Muchos psicólogos y psicólogas hemos tenido que encarar preguntas como: ¿pero y qué edad usted tiene? Comúnmente este tipo de pregunta surge cuando la imagen del psicólogo o psicóloga que la persona tiene ante sí no parea adecuadamente con la imagen mental que podría tener respecto de alguien que sea lo suficientemente competente como para «darle consejos». Una persona visiblemente de edad avanzada, que «aparente haber vivido», tiende a ser la imagen de preferencia en las personas que van al psicólogo en busca de consejos. Otros asocian la apariencia, la raza, el sexo, el género, identidad de género y la orientación sexual real o percibida del terapeuta con su capacidad o falta de capacidad para «dar consejos».
Lo cierto es que es un hecho innegable que muchas personas acuden a los consultorios psicológicos en busca de consejos y muchas otras se motivan a estudiar la profesión estimuladas también por la creencia de que la práctica de la psicología se basa en la función de «dar consejos». Estas últimas con frecuencia expresan, al preguntarles qué les motivó a estudiar psicología, que escogieron la profesión porque sus amistades y familiares siempre les piden consejos y que les gusta realizar esa labor. Como profesional que se dedica a formar psicólogos y psicólogas, consejeros y consejeras, puedo dar fe de que estos casos ocurren con frecuencia. Algunos, incluso, se gradúan de algún grado en psicología convencidos de que la labor del psicólogo o la psicóloga es la de dar consejos, y, como cuestión de hecho, limitan su práctica profesional a realizar este tipo de intervención, que podría ser considerada por muchos profesionales como una simplista.
Dar consejos no es lo que realmente hacen los psicólogos. El papel de un psicólogo es mucho más complejo que eso. Un psicólogo es un científico de la salud cuya función principal, como la de todo profesional de la salud, es diagnosticar y tratar condiciones de salud, en este caso las asociadas a la salud mental. Factores como personalidad del cliente, cultura, religión, creencias, valores, autoestima, identidad sexual, resiliencia, salud física y mental, redes de apoyo, educación, coeficiente intelectual, inteligencia emocional, circunstancias ambientales, sociales y ocupacionales, entre otros, son áreas que forman parte del adiestramiento académico de los psicólogos y son instrumentales en el proceso de diagnóstico y tratamiento.
Por supuesto, para un psicólogo sería lo más fácil del mundo dar un consejo.

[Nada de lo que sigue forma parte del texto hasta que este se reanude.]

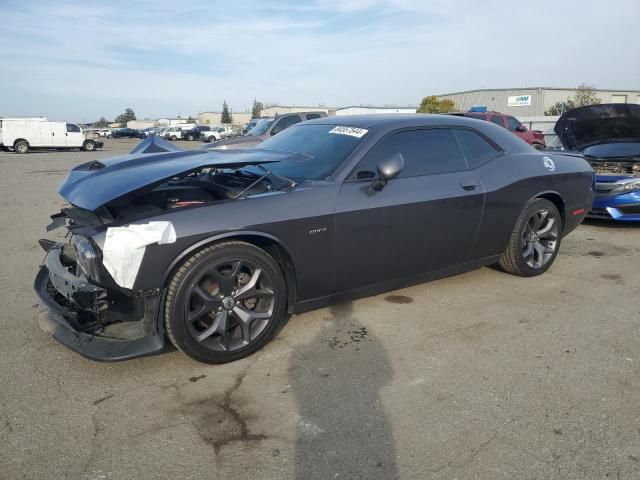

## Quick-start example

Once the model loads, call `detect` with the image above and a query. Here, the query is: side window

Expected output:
[491,115,504,128]
[354,128,467,179]
[271,115,302,135]
[507,117,520,132]
[454,130,499,168]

Sin embargo, tenga en cuenta que un psicólogo profesional podrá en algún momento ofrecerle recomendaciones basadas en sus conocimientos científicos, teóricos y prácticos, pero esto no debe confundirse con la simpleza de ofrecer un mero consejo. Si lo que el cliente desea es un consejo (que le digan qué hacer), entonces no necesita pagar los honorarios de un psicólogo para obtenerlo.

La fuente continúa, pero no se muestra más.